Gastro-entérologie

Colopathie et douleur intestine

Colopathie et douleur intestine
Colopathie et douleur intestine
Colopathie et douleur intestine

La colopathie fonctionnelle est due à des troubles de la motricité du gros intestin. Elle reste une maladie bénigne bien qu’elle soit handicapante.

La colopathie fonctionnelle est un trouble intestinal extrêmement fréquent. La colopathie est une maladie du colon qui se manifeste par la survenue chronique de symptômes digestifs. Ces derniers peuvent être des douleurs abdominales, ballonnements, diarrhées ou constipation… Le tube digestif ne présente aucune lésion visible, il est normal anatomiquement mais le fonctionnement du colon est pathologique. La colopathie est appelée aussi syndrome de l’intestin irritable, syndrome du colon irritable, colite spasmodique. La colopathie fonctionnelle n’est pas un facteur de risque du cancer du côlon.

Le terrain psychologique des patients est assez stéréotypé. La colopathie commence en général entre 30 et 50 ans et touche plus de femmes que d’hommes. La colopathie concerne souvent des personnes stressées ou anxieuses. Les enfants en sont aussi fréquemment atteints.

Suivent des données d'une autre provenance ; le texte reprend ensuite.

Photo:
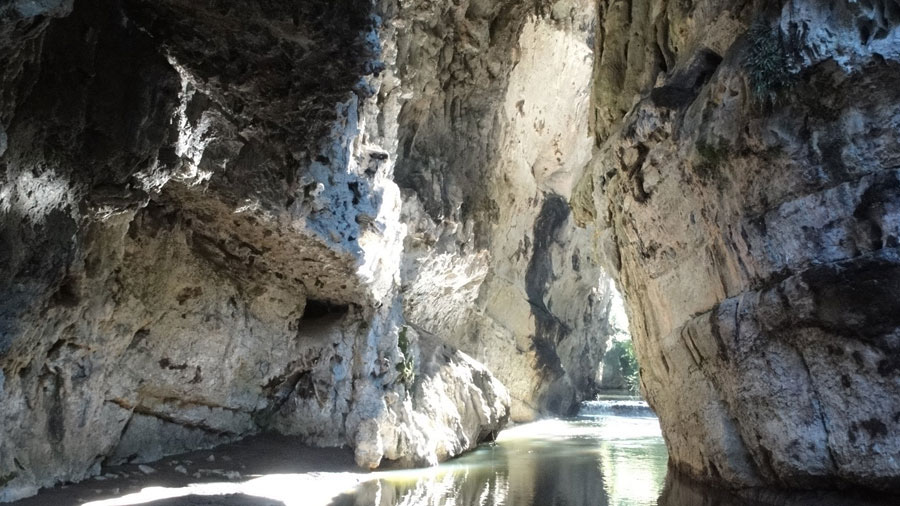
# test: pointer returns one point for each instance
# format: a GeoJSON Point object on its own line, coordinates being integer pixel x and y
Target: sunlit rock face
{"type": "Point", "coordinates": [224, 218]}
{"type": "Point", "coordinates": [489, 152]}
{"type": "Point", "coordinates": [751, 215]}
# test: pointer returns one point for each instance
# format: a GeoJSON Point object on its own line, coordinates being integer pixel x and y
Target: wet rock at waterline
{"type": "Point", "coordinates": [217, 220]}
{"type": "Point", "coordinates": [749, 197]}
{"type": "Point", "coordinates": [392, 225]}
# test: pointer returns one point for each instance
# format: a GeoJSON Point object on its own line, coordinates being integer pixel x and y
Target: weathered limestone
{"type": "Point", "coordinates": [202, 236]}
{"type": "Point", "coordinates": [754, 235]}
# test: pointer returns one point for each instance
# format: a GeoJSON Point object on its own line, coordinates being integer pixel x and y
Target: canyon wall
{"type": "Point", "coordinates": [223, 218]}
{"type": "Point", "coordinates": [389, 225]}
{"type": "Point", "coordinates": [746, 190]}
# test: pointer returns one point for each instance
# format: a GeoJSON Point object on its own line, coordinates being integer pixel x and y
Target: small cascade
{"type": "Point", "coordinates": [615, 407]}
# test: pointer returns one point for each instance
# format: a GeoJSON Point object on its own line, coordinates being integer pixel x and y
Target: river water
{"type": "Point", "coordinates": [611, 454]}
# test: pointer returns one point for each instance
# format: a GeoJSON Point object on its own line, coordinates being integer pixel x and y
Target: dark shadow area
{"type": "Point", "coordinates": [250, 458]}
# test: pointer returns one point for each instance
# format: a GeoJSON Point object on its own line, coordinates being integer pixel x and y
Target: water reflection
{"type": "Point", "coordinates": [611, 455]}
{"type": "Point", "coordinates": [593, 460]}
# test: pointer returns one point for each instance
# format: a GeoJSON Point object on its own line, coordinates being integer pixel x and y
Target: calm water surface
{"type": "Point", "coordinates": [600, 458]}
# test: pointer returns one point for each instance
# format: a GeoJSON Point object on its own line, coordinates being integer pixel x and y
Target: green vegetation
{"type": "Point", "coordinates": [767, 63]}
{"type": "Point", "coordinates": [406, 366]}
{"type": "Point", "coordinates": [6, 478]}
{"type": "Point", "coordinates": [710, 158]}
{"type": "Point", "coordinates": [624, 351]}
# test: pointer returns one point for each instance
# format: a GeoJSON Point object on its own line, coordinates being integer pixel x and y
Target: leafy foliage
{"type": "Point", "coordinates": [406, 366]}
{"type": "Point", "coordinates": [767, 63]}
{"type": "Point", "coordinates": [628, 364]}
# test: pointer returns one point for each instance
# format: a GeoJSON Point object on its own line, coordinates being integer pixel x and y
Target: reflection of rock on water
{"type": "Point", "coordinates": [547, 463]}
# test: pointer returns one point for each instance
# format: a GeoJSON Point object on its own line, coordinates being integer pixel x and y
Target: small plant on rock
{"type": "Point", "coordinates": [767, 63]}
{"type": "Point", "coordinates": [406, 366]}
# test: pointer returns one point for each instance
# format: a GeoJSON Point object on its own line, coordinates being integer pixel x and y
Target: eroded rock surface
{"type": "Point", "coordinates": [225, 218]}
{"type": "Point", "coordinates": [747, 194]}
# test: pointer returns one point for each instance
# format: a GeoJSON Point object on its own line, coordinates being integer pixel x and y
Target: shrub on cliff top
{"type": "Point", "coordinates": [767, 63]}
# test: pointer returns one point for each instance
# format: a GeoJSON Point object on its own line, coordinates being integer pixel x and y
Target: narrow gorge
{"type": "Point", "coordinates": [400, 225]}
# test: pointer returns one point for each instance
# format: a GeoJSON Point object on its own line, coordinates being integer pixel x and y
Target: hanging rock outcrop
{"type": "Point", "coordinates": [746, 189]}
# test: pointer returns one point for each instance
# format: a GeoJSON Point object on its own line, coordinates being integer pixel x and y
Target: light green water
{"type": "Point", "coordinates": [597, 461]}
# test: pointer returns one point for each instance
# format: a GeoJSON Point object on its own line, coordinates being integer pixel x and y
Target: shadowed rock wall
{"type": "Point", "coordinates": [746, 188]}
{"type": "Point", "coordinates": [202, 237]}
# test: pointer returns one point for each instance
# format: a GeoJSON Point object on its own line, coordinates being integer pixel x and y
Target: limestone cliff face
{"type": "Point", "coordinates": [223, 218]}
{"type": "Point", "coordinates": [746, 189]}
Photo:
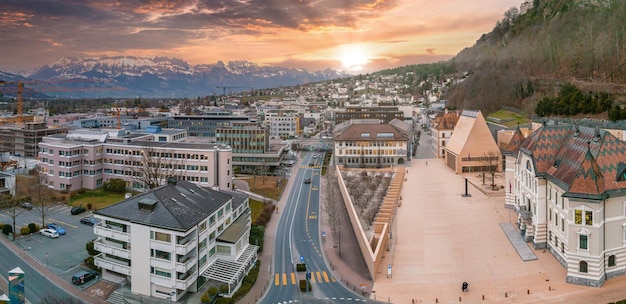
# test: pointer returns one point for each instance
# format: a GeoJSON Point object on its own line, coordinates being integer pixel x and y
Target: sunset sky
{"type": "Point", "coordinates": [350, 35]}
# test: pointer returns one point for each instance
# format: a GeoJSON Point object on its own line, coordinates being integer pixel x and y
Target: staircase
{"type": "Point", "coordinates": [117, 298]}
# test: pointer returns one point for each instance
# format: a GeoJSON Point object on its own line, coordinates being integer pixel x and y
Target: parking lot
{"type": "Point", "coordinates": [63, 255]}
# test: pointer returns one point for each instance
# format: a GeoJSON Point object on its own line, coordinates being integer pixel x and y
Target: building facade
{"type": "Point", "coordinates": [205, 125]}
{"type": "Point", "coordinates": [472, 147]}
{"type": "Point", "coordinates": [88, 158]}
{"type": "Point", "coordinates": [22, 139]}
{"type": "Point", "coordinates": [568, 186]}
{"type": "Point", "coordinates": [371, 146]}
{"type": "Point", "coordinates": [382, 113]}
{"type": "Point", "coordinates": [250, 145]}
{"type": "Point", "coordinates": [173, 239]}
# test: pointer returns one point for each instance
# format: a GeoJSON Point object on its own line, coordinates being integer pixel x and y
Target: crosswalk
{"type": "Point", "coordinates": [317, 277]}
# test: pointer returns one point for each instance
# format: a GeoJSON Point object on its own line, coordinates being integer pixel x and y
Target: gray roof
{"type": "Point", "coordinates": [178, 206]}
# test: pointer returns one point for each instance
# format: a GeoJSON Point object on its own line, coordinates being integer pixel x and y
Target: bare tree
{"type": "Point", "coordinates": [152, 167]}
{"type": "Point", "coordinates": [41, 196]}
{"type": "Point", "coordinates": [491, 163]}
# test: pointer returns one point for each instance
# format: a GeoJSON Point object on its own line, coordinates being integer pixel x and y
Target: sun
{"type": "Point", "coordinates": [354, 57]}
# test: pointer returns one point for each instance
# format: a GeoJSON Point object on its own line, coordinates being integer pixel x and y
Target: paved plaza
{"type": "Point", "coordinates": [443, 239]}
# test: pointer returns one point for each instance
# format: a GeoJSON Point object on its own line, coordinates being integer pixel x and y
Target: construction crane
{"type": "Point", "coordinates": [227, 87]}
{"type": "Point", "coordinates": [48, 86]}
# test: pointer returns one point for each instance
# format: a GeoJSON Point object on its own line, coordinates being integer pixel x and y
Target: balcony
{"type": "Point", "coordinates": [111, 233]}
{"type": "Point", "coordinates": [111, 264]}
{"type": "Point", "coordinates": [185, 246]}
{"type": "Point", "coordinates": [185, 264]}
{"type": "Point", "coordinates": [112, 249]}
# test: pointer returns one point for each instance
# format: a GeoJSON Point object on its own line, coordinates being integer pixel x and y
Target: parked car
{"type": "Point", "coordinates": [89, 221]}
{"type": "Point", "coordinates": [83, 277]}
{"type": "Point", "coordinates": [77, 210]}
{"type": "Point", "coordinates": [49, 233]}
{"type": "Point", "coordinates": [56, 228]}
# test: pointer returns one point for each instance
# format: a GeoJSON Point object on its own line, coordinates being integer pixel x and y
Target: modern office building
{"type": "Point", "coordinates": [171, 240]}
{"type": "Point", "coordinates": [383, 113]}
{"type": "Point", "coordinates": [88, 158]}
{"type": "Point", "coordinates": [371, 146]}
{"type": "Point", "coordinates": [568, 186]}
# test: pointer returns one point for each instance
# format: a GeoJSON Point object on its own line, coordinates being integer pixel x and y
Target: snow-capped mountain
{"type": "Point", "coordinates": [166, 77]}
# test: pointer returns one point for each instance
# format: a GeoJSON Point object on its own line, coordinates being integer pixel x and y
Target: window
{"type": "Point", "coordinates": [582, 266]}
{"type": "Point", "coordinates": [588, 217]}
{"type": "Point", "coordinates": [582, 242]}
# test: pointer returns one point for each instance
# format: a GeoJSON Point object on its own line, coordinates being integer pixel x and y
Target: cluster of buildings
{"type": "Point", "coordinates": [566, 182]}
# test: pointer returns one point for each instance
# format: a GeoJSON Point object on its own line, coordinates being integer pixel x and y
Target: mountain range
{"type": "Point", "coordinates": [151, 77]}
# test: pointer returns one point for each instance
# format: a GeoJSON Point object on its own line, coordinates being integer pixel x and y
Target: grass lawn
{"type": "Point", "coordinates": [509, 115]}
{"type": "Point", "coordinates": [266, 186]}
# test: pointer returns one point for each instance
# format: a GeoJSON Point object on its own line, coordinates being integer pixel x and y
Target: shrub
{"type": "Point", "coordinates": [7, 229]}
{"type": "Point", "coordinates": [32, 227]}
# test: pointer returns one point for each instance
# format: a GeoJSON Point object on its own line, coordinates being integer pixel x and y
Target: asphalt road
{"type": "Point", "coordinates": [298, 241]}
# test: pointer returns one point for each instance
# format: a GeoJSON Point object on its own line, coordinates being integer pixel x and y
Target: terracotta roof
{"type": "Point", "coordinates": [581, 160]}
{"type": "Point", "coordinates": [373, 131]}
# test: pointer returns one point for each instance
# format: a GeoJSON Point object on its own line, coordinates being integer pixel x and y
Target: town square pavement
{"type": "Point", "coordinates": [443, 239]}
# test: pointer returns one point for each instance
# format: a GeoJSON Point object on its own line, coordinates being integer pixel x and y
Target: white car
{"type": "Point", "coordinates": [51, 233]}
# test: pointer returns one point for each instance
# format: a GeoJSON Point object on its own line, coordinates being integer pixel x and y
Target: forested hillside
{"type": "Point", "coordinates": [528, 57]}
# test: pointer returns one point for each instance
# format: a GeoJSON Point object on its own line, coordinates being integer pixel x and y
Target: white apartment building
{"type": "Point", "coordinates": [284, 126]}
{"type": "Point", "coordinates": [568, 186]}
{"type": "Point", "coordinates": [173, 239]}
{"type": "Point", "coordinates": [88, 158]}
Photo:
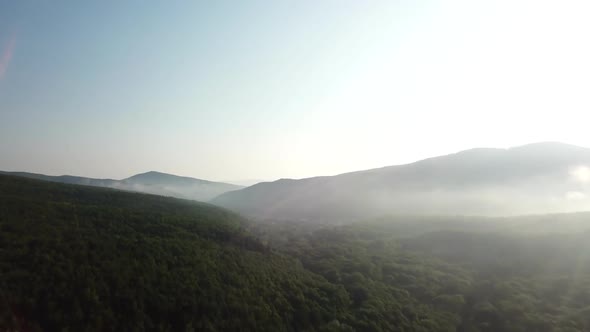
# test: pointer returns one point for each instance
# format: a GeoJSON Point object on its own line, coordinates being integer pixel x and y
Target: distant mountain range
{"type": "Point", "coordinates": [151, 182]}
{"type": "Point", "coordinates": [536, 178]}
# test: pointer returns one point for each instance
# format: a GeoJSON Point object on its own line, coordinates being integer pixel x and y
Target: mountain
{"type": "Point", "coordinates": [151, 182]}
{"type": "Point", "coordinates": [535, 178]}
{"type": "Point", "coordinates": [80, 258]}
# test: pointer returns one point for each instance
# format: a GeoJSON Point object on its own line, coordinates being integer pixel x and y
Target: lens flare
{"type": "Point", "coordinates": [7, 55]}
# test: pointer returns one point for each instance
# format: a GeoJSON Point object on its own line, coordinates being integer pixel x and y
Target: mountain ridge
{"type": "Point", "coordinates": [151, 182]}
{"type": "Point", "coordinates": [476, 182]}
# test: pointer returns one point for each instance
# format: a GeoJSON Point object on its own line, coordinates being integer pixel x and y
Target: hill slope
{"type": "Point", "coordinates": [90, 259]}
{"type": "Point", "coordinates": [536, 178]}
{"type": "Point", "coordinates": [151, 182]}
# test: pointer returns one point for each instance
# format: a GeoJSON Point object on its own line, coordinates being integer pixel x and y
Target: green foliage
{"type": "Point", "coordinates": [75, 258]}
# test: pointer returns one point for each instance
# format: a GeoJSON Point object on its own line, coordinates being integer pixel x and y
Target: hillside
{"type": "Point", "coordinates": [89, 259]}
{"type": "Point", "coordinates": [150, 182]}
{"type": "Point", "coordinates": [79, 258]}
{"type": "Point", "coordinates": [536, 178]}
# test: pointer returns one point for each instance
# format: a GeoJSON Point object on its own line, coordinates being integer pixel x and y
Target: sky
{"type": "Point", "coordinates": [237, 90]}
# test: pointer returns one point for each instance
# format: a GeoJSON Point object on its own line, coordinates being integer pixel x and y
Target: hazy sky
{"type": "Point", "coordinates": [228, 90]}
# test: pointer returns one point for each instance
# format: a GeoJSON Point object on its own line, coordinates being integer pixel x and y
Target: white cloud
{"type": "Point", "coordinates": [581, 174]}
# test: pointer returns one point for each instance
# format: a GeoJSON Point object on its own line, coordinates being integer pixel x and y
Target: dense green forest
{"type": "Point", "coordinates": [76, 258]}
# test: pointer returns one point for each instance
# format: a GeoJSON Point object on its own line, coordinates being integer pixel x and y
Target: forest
{"type": "Point", "coordinates": [76, 258]}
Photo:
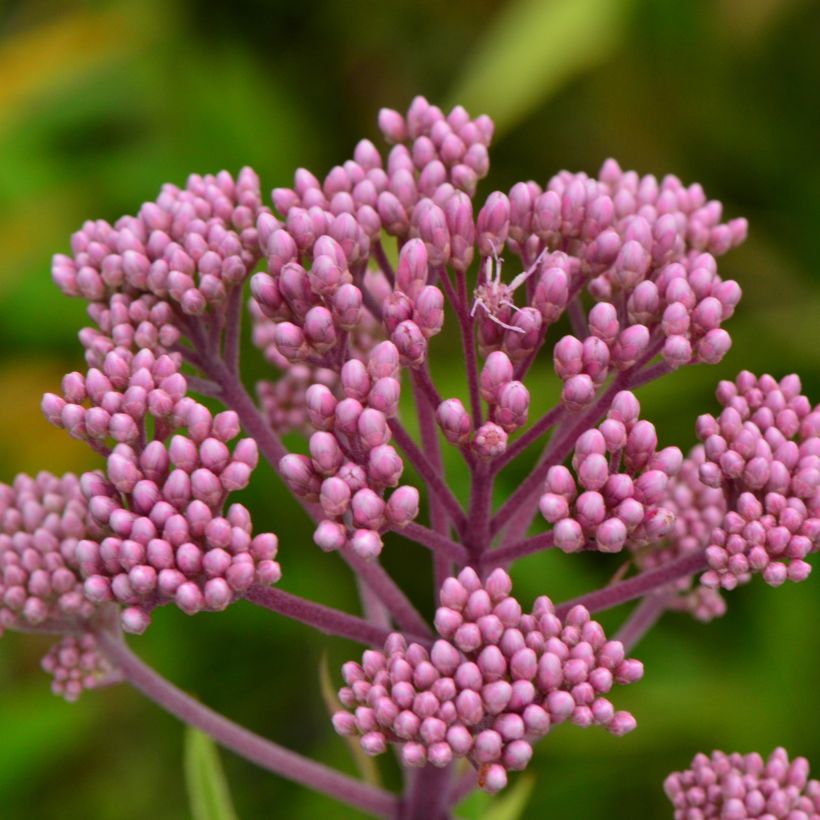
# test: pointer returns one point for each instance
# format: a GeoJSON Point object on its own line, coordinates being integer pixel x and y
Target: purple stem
{"type": "Point", "coordinates": [434, 541]}
{"type": "Point", "coordinates": [233, 330]}
{"type": "Point", "coordinates": [563, 442]}
{"type": "Point", "coordinates": [264, 753]}
{"type": "Point", "coordinates": [374, 610]}
{"type": "Point", "coordinates": [427, 794]}
{"type": "Point", "coordinates": [642, 619]}
{"type": "Point", "coordinates": [477, 536]}
{"type": "Point", "coordinates": [556, 452]}
{"type": "Point", "coordinates": [425, 396]}
{"type": "Point", "coordinates": [465, 321]}
{"type": "Point", "coordinates": [422, 383]}
{"type": "Point", "coordinates": [546, 422]}
{"type": "Point", "coordinates": [635, 587]}
{"type": "Point", "coordinates": [325, 619]}
{"type": "Point", "coordinates": [577, 318]}
{"type": "Point", "coordinates": [236, 397]}
{"type": "Point", "coordinates": [429, 473]}
{"type": "Point", "coordinates": [390, 594]}
{"type": "Point", "coordinates": [383, 262]}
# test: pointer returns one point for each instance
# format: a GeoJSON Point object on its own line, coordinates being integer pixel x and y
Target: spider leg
{"type": "Point", "coordinates": [505, 325]}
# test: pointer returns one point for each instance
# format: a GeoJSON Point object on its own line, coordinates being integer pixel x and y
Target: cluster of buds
{"type": "Point", "coordinates": [614, 507]}
{"type": "Point", "coordinates": [737, 787]}
{"type": "Point", "coordinates": [75, 664]}
{"type": "Point", "coordinates": [508, 402]}
{"type": "Point", "coordinates": [191, 246]}
{"type": "Point", "coordinates": [166, 539]}
{"type": "Point", "coordinates": [496, 681]}
{"type": "Point", "coordinates": [181, 257]}
{"type": "Point", "coordinates": [597, 220]}
{"type": "Point", "coordinates": [698, 510]}
{"type": "Point", "coordinates": [114, 400]}
{"type": "Point", "coordinates": [351, 461]}
{"type": "Point", "coordinates": [763, 450]}
{"type": "Point", "coordinates": [41, 521]}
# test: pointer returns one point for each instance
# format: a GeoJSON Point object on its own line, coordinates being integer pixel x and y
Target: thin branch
{"type": "Point", "coordinates": [635, 587]}
{"type": "Point", "coordinates": [390, 594]}
{"type": "Point", "coordinates": [233, 330]}
{"type": "Point", "coordinates": [324, 618]}
{"type": "Point", "coordinates": [437, 543]}
{"type": "Point", "coordinates": [432, 476]}
{"type": "Point", "coordinates": [384, 263]}
{"type": "Point", "coordinates": [263, 752]}
{"type": "Point", "coordinates": [545, 423]}
{"type": "Point", "coordinates": [466, 323]}
{"type": "Point", "coordinates": [642, 619]}
{"type": "Point", "coordinates": [528, 546]}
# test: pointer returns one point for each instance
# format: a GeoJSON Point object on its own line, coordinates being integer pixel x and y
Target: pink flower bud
{"type": "Point", "coordinates": [330, 536]}
{"type": "Point", "coordinates": [490, 441]}
{"type": "Point", "coordinates": [366, 543]}
{"type": "Point", "coordinates": [578, 392]}
{"type": "Point", "coordinates": [454, 421]}
{"type": "Point", "coordinates": [384, 466]}
{"type": "Point", "coordinates": [403, 506]}
{"type": "Point", "coordinates": [512, 406]}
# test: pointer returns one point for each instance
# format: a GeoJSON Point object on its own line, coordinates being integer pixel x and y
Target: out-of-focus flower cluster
{"type": "Point", "coordinates": [764, 451]}
{"type": "Point", "coordinates": [508, 402]}
{"type": "Point", "coordinates": [186, 252]}
{"type": "Point", "coordinates": [623, 478]}
{"type": "Point", "coordinates": [351, 462]}
{"type": "Point", "coordinates": [737, 787]}
{"type": "Point", "coordinates": [158, 507]}
{"type": "Point", "coordinates": [75, 665]}
{"type": "Point", "coordinates": [42, 520]}
{"type": "Point", "coordinates": [495, 682]}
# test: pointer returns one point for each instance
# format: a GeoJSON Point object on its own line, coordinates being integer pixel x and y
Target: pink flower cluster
{"type": "Point", "coordinates": [42, 520]}
{"type": "Point", "coordinates": [158, 507]}
{"type": "Point", "coordinates": [115, 400]}
{"type": "Point", "coordinates": [737, 787]}
{"type": "Point", "coordinates": [191, 247]}
{"type": "Point", "coordinates": [698, 510]}
{"type": "Point", "coordinates": [75, 665]}
{"type": "Point", "coordinates": [166, 537]}
{"type": "Point", "coordinates": [351, 462]}
{"type": "Point", "coordinates": [615, 506]}
{"type": "Point", "coordinates": [764, 451]}
{"type": "Point", "coordinates": [495, 682]}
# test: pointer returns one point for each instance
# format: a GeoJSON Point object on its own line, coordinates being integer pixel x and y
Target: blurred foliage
{"type": "Point", "coordinates": [102, 102]}
{"type": "Point", "coordinates": [208, 792]}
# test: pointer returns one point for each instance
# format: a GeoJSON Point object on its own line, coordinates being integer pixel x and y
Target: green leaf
{"type": "Point", "coordinates": [365, 765]}
{"type": "Point", "coordinates": [533, 48]}
{"type": "Point", "coordinates": [207, 788]}
{"type": "Point", "coordinates": [512, 802]}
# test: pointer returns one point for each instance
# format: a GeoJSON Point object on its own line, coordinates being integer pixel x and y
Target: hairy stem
{"type": "Point", "coordinates": [264, 753]}
{"type": "Point", "coordinates": [429, 473]}
{"type": "Point", "coordinates": [465, 321]}
{"type": "Point", "coordinates": [545, 423]}
{"type": "Point", "coordinates": [324, 618]}
{"type": "Point", "coordinates": [537, 543]}
{"type": "Point", "coordinates": [635, 587]}
{"type": "Point", "coordinates": [434, 541]}
{"type": "Point", "coordinates": [389, 593]}
{"type": "Point", "coordinates": [642, 619]}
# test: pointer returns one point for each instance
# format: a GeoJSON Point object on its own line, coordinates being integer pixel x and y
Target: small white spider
{"type": "Point", "coordinates": [492, 295]}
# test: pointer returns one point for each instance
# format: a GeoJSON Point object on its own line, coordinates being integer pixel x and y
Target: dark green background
{"type": "Point", "coordinates": [101, 103]}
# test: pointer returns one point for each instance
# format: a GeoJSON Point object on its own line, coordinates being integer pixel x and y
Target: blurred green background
{"type": "Point", "coordinates": [102, 102]}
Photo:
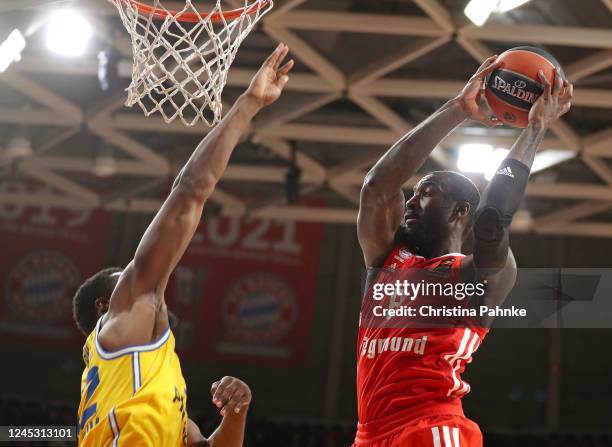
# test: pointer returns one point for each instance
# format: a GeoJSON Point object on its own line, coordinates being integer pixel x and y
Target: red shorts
{"type": "Point", "coordinates": [437, 431]}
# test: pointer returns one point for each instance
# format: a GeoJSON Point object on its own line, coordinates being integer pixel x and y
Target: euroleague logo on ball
{"type": "Point", "coordinates": [40, 285]}
{"type": "Point", "coordinates": [260, 307]}
{"type": "Point", "coordinates": [510, 117]}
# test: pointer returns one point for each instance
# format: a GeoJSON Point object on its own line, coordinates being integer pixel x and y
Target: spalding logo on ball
{"type": "Point", "coordinates": [512, 89]}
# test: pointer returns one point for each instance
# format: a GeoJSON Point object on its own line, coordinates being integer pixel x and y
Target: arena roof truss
{"type": "Point", "coordinates": [320, 83]}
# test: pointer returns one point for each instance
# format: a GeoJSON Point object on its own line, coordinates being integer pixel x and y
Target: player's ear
{"type": "Point", "coordinates": [461, 210]}
{"type": "Point", "coordinates": [101, 305]}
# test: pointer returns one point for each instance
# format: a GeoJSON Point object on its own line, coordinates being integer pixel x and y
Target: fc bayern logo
{"type": "Point", "coordinates": [40, 286]}
{"type": "Point", "coordinates": [260, 308]}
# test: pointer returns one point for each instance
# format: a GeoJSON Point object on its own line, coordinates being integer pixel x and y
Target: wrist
{"type": "Point", "coordinates": [538, 126]}
{"type": "Point", "coordinates": [250, 104]}
{"type": "Point", "coordinates": [459, 108]}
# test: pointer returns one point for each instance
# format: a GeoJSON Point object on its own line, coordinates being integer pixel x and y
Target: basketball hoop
{"type": "Point", "coordinates": [182, 57]}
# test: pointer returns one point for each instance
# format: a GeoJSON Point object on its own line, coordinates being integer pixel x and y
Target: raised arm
{"type": "Point", "coordinates": [492, 258]}
{"type": "Point", "coordinates": [382, 201]}
{"type": "Point", "coordinates": [140, 289]}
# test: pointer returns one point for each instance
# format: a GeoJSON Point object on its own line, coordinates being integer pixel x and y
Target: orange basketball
{"type": "Point", "coordinates": [512, 89]}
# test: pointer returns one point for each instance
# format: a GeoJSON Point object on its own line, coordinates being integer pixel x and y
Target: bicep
{"type": "Point", "coordinates": [377, 221]}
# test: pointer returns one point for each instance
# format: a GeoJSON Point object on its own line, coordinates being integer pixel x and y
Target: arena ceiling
{"type": "Point", "coordinates": [367, 71]}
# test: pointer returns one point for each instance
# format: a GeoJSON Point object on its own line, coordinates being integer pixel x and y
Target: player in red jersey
{"type": "Point", "coordinates": [408, 379]}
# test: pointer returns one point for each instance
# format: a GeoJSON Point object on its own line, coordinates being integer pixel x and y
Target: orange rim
{"type": "Point", "coordinates": [197, 17]}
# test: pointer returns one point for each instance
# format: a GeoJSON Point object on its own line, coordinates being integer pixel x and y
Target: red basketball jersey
{"type": "Point", "coordinates": [409, 373]}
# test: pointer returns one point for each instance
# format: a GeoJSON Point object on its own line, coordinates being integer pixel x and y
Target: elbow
{"type": "Point", "coordinates": [371, 185]}
{"type": "Point", "coordinates": [198, 189]}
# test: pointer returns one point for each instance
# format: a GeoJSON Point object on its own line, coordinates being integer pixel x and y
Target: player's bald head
{"type": "Point", "coordinates": [93, 293]}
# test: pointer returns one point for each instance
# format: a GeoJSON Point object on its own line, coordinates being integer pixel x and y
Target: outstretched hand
{"type": "Point", "coordinates": [554, 101]}
{"type": "Point", "coordinates": [268, 83]}
{"type": "Point", "coordinates": [230, 395]}
{"type": "Point", "coordinates": [472, 98]}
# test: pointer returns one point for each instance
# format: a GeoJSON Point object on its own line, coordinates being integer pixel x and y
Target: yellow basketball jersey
{"type": "Point", "coordinates": [132, 397]}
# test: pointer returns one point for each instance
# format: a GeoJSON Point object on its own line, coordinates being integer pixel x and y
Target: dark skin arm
{"type": "Point", "coordinates": [495, 263]}
{"type": "Point", "coordinates": [138, 297]}
{"type": "Point", "coordinates": [382, 201]}
{"type": "Point", "coordinates": [232, 397]}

Les symptômes de la colopathie

La colopathie se présente sous la forme de douleurs abdominales chroniques, variables dans le temps et leur localisation. Les symptômes de la colopathie sont des ballonnements abdominaux, une constipation ou une diarrhée, une anorexie, des nausées, des régurgitations, une lenteur de digestion, une satiété précoce, une asthénie physique et intellectuelle, des troubles vasomoteurs cutanés, des palpitations, des céphalées… Souvent ces troubles s’améliorent en période de repos physique et psychique et s’aggravent lors des périodes de surmenage et de soucis.

Déterminer la colopathie

Après avoir éliminé des maladies moins bénignes avec les mêmes symptômes comme une appendicite, une gastro-entérite, une pathologie urinaire ou gynécologique, des examens vont être réalisés. Des prises de sang ou une coloscopie vont être les principaux examens pratiqués pour éliminer la cause d’un trouble organique. Une recherche de sang dans les selles, une coproculture et un examen parasitologique des selles peuvent y être associés comme une rectosigmoïdoscopie, un examen radiologique avec lavement baryté.

Un amaigrissement, une fièvre, une fatigue accompagnant les signes digestifs sont les symptômes d’une autre affection que la colopathie fonctionnelle. Au médecin de faire la différence et de détecter une colique hépatique et des douleurs d’origine gynécologique ou cardiaque. Des facteurs psychologiques, voire des séquelles de maladies infectieuses peuvent être responsables de l’apparition des crises de colopathie. Le diagnostic de colopathie fonctionnelle est posé quand les troubles sont présents plus de 3 mois dans une année.

Le traitement de la colopathie

Le traitement des troubles fonctionnels intestinaux n’est pas aisé. En fonction des symptômes ressentis par chaque malade, le traitement va être adapté. Souvent le traitement des colopathies repose sur une bonne hygiène de vie, la psychothérapie avec selon les cas, sur l’arrêt de la prise des laxatifs et la rééquilibration hydro-électrolytique. A ces mesures s’ajoutent l’association de médicaments antispasmodiques musculotropes et d’anxiolytiques ou encore des pansements coliques à base d’argile…

La colopathie fait l’objet d’un très grand nombre de consultations. Cette affection serait même la deuxième cause d’absentéisme au travail, après le rhume. La colopathie fonctionnelle est une des pathologies les plus gênantes dans la vie quotidienne.